A judge overturned Missouri's ban on gay marriage Wednesday, and St. Louis immediately began issuing marriage licenses to same-sex couples.
The state's ban violated the 14th Amendment's equal protection clause and due process clause, St. Louis Circuit Judge Rex M. Burlison wrote in his ruling. "Any same-sex couple that satisfies all the requirements for marriage under Missouri law, other than being of different sexes, is legally entitled to a marriage license," he wrote.
"Oh, it's crowded here, it's real crowded," Dorothy Jackson, who answered the phone at the city's marriage license department, told the Los Angeles Times. At least two marriage licenses had been issued already to same-sex couples, she said minutes after the ruling came down.
The case that culminated in this decision was brought by the state of Missouri on June 26, the day after St. Louis issued marriage licenses to four same-sex couples.

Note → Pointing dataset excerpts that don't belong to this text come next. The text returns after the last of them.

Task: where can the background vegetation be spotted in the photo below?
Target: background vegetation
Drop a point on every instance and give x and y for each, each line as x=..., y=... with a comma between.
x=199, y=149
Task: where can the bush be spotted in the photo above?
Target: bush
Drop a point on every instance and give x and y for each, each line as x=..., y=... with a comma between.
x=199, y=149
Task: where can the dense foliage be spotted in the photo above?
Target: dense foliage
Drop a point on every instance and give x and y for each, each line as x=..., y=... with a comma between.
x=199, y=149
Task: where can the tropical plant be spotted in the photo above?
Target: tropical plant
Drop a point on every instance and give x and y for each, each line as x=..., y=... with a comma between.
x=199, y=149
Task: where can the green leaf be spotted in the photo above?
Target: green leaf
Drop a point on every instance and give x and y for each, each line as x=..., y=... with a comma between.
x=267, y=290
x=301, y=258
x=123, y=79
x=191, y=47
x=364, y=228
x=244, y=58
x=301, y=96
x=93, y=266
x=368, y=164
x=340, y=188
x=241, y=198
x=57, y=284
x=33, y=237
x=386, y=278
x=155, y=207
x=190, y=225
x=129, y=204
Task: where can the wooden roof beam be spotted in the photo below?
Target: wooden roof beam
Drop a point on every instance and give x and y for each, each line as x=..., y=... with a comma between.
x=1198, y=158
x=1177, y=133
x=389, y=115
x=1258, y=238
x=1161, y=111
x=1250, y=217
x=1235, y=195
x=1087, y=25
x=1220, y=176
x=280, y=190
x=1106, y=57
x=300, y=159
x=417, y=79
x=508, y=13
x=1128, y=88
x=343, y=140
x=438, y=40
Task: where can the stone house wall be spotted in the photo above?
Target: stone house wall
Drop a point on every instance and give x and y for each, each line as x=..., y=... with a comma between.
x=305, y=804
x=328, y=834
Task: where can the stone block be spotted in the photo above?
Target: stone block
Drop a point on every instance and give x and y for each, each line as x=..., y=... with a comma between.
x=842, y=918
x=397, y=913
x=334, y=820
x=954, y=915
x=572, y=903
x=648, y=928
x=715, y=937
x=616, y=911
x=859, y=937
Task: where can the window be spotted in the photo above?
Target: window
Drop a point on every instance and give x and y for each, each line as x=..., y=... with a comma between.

Wednesday's decision says the state argued that a same-sex couple's right to marry "is not deeply rooted in the nation's history and tradition." But that argument "mischaracterizes general principles of due process analysis," the decision says.
"Fundamental rights are not dependent on the person seeking to exercise that right," it says.
St. Louis ended up issuing marriage licenses to four same-sex couples Wednesday afternoon, and more are expected in the days to come, said Jennifer Florida, St. Louis' recorder of deeds and vital records registrar.
Advocates of same-sex marriage cheered the decision.
"As Missourians get to know married same-sex couples and their families, they will see clearly that their marriages are based on love, commitment and an interest in caring for their families," Marc Solomon, a Kansas City native and national campaign director for Freedom to Marry, said in a statement.
"This is a positive move forward for loving same-sex couples in the city of St. Louis," said Jeffrey Mittman, executive director of the American Civil Liberties Union of Missouri. "It is also a win for families throughout Missouri as another discriminatory obstacle is lowered."
More than 30 states and the District of Columbia now allow same-sex couples to marry. The U.S. Supreme Court has refused to hear appeals of numerous federal rulings overturning bans on same-sex marriage.
In the last month, bans have been overturned in Alaska, Arizona, Kansas and Wyoming.